After Googling around a bit it seemed that carving a block of foam insulation would be the most effective way to reproduce the "Shadow Out of Time" slab. Home haunters have been using sheets of construction foam to make tombstones and graveyard markers for years, so it wasn't hard to find useful information. This in-depth tutorial on creating Halloween tombstones by Keeba is one of the best and proved to be an invaluable resource. I also stole some of the techniques used by wargamers to create miniature stone terrain features, like using a long blade to cut natural looking fracture planes out of the stone.

"As a mining engineer, I have some knowledge of geology, and can tell you that these blocks are so ancient they frighten me. They are mostly sandstone and granite, though one is almost certainly made of a queer sort of cement or concrete.

They bear evidence of water action, as if this part of the world had been submerged and come up again after long ages - all since those blocks were made and used. It is a matter of hundreds of thousands of years - or heaven knows how much more. I don't like to think about it."

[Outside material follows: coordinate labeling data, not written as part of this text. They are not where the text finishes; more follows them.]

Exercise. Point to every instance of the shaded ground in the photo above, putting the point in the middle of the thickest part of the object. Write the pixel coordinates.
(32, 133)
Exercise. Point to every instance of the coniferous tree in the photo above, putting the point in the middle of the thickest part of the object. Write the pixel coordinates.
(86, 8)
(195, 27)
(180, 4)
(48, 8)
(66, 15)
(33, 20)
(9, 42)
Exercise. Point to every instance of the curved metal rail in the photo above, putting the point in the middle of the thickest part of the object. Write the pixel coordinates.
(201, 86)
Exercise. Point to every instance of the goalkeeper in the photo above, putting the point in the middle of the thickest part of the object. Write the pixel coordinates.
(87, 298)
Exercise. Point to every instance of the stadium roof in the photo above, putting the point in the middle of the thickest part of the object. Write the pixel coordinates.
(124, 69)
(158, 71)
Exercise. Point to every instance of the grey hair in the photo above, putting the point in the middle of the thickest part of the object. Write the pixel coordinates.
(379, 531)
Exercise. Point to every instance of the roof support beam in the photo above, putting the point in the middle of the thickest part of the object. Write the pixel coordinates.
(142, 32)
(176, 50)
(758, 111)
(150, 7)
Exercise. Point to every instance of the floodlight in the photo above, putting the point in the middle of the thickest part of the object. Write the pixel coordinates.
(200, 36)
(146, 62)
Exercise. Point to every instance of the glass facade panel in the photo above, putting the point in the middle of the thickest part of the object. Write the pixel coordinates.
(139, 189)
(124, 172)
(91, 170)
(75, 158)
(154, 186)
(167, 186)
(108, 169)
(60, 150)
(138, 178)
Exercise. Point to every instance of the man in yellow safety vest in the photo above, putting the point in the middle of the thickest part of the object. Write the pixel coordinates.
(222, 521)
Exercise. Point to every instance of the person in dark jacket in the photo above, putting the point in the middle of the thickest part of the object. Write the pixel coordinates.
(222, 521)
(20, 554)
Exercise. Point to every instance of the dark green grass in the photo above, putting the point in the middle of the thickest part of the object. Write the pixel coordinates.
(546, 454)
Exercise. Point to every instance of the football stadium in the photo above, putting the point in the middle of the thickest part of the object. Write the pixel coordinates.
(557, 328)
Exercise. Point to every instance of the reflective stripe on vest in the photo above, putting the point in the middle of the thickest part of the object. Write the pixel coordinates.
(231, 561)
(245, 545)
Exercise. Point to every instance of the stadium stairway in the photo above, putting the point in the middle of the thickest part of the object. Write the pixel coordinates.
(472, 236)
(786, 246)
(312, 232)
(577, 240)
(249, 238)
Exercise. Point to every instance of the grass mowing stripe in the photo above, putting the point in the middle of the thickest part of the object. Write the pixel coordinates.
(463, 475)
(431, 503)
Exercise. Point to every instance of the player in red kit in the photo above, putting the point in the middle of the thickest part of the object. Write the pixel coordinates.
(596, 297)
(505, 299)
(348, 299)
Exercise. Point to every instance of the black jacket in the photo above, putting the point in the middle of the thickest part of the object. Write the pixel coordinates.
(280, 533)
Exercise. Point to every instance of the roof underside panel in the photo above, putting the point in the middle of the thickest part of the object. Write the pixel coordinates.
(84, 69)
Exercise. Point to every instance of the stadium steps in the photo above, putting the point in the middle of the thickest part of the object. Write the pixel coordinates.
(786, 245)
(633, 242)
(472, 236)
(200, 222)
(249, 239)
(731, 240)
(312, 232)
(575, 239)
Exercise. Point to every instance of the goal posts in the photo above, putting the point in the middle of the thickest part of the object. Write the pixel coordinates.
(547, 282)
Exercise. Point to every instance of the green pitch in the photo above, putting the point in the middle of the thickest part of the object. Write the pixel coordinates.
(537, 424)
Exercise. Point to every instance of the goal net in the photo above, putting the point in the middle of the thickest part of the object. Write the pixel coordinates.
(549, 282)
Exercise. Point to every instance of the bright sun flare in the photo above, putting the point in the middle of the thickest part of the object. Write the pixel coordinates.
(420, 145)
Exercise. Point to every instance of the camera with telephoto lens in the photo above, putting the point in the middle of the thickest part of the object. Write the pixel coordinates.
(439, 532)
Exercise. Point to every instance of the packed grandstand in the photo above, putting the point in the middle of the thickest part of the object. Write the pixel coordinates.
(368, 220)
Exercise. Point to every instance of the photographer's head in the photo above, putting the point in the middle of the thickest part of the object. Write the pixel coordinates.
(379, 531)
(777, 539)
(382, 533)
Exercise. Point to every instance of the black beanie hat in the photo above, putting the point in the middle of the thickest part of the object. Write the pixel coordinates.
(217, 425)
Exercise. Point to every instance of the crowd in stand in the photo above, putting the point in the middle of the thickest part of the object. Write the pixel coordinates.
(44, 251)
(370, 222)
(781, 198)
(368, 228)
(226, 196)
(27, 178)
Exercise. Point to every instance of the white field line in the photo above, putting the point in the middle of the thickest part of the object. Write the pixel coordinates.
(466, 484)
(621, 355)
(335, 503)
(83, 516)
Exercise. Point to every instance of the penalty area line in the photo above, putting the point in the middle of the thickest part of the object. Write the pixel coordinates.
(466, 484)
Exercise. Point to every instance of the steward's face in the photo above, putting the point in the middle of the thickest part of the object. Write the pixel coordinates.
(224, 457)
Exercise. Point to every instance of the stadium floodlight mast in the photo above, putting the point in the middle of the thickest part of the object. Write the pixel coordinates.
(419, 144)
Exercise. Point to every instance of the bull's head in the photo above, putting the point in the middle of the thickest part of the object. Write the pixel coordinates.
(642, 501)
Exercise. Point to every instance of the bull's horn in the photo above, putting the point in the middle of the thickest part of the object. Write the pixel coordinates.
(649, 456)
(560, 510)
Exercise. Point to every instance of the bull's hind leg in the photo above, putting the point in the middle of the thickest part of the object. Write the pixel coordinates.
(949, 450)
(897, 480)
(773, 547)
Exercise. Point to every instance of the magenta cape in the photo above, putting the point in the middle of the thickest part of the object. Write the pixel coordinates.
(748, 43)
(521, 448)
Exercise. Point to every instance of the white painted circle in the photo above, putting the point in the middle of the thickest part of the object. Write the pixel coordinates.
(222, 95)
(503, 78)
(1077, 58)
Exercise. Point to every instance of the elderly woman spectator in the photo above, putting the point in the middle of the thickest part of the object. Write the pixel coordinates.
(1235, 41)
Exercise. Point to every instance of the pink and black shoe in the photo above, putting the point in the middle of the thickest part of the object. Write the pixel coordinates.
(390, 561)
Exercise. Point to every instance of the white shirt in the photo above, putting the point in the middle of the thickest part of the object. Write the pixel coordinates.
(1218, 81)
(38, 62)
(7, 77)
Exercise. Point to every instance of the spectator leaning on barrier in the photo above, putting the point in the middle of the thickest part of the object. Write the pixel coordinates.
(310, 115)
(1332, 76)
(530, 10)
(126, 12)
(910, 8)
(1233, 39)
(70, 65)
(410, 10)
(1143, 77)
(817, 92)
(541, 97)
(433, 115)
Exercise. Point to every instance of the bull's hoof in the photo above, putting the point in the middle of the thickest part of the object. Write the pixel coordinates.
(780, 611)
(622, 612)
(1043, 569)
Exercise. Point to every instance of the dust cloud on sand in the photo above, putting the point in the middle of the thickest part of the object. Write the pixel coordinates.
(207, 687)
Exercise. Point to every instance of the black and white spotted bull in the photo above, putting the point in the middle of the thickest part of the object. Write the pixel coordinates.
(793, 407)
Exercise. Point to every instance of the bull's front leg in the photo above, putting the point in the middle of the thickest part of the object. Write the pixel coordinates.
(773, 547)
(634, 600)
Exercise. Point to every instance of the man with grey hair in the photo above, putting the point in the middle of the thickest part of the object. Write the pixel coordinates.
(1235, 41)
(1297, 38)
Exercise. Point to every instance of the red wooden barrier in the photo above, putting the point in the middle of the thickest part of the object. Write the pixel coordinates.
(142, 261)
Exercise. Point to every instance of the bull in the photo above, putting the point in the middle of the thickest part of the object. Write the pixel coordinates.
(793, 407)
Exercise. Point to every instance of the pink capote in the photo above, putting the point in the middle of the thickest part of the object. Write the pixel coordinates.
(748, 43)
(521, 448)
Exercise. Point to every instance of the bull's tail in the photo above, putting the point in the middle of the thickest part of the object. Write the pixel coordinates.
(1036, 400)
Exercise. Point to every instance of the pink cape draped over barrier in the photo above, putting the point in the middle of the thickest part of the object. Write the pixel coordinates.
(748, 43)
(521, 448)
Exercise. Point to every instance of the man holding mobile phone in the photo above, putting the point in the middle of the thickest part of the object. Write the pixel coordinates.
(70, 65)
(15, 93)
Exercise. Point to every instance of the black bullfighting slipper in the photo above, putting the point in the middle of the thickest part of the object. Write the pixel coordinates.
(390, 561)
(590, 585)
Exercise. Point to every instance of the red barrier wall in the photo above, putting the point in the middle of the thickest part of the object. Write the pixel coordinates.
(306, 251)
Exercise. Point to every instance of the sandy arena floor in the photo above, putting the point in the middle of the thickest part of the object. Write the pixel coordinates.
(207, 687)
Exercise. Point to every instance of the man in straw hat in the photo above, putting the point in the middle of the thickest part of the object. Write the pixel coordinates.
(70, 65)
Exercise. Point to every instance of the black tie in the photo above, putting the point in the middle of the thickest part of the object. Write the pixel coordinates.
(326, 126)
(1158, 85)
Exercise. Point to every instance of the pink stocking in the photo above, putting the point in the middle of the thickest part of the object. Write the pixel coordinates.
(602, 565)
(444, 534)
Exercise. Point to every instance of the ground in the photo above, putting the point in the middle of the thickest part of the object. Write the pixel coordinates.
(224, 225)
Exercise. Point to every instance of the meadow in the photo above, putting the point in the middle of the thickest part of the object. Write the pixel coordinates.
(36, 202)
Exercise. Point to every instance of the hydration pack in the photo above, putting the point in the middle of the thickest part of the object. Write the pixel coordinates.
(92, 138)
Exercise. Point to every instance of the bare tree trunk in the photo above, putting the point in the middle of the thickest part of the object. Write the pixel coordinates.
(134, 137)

After hacking out the basic shape from a 2" thick sheet of insulation with a boxcutter I did the final detail work of the carving with an X-Acto knife. In the process I produced a huge amount of blue foam bits that I'm still cleaning up three days later, so if you're intending to attempt a similar project yourself I'd heartily recommend having a good vacuum cleaner on hand. After that I painted the slab with a base coat of dark brown, over painted the brown with a color wash of yellow ocher and dark tan, followed all that up with a black detail wash, and then finished things off by drybrushing the raised areas with antique white.

Here's the final result:

2 comments:

Brian said...

Looks good! Appears to have some heft to it, has a nice, aged patina, and the carvings look suitably weird (that's "weird" in the traditional sense of the word). Especially considering it's your first effort, I'd call it a success.

Propnomicon said...

I'm pretty happy with the results, particularly for a first time effort. One of the other nice things about foam is that once you buy a sheet of the stuff you have enough material to keep yourself busy for quite some time.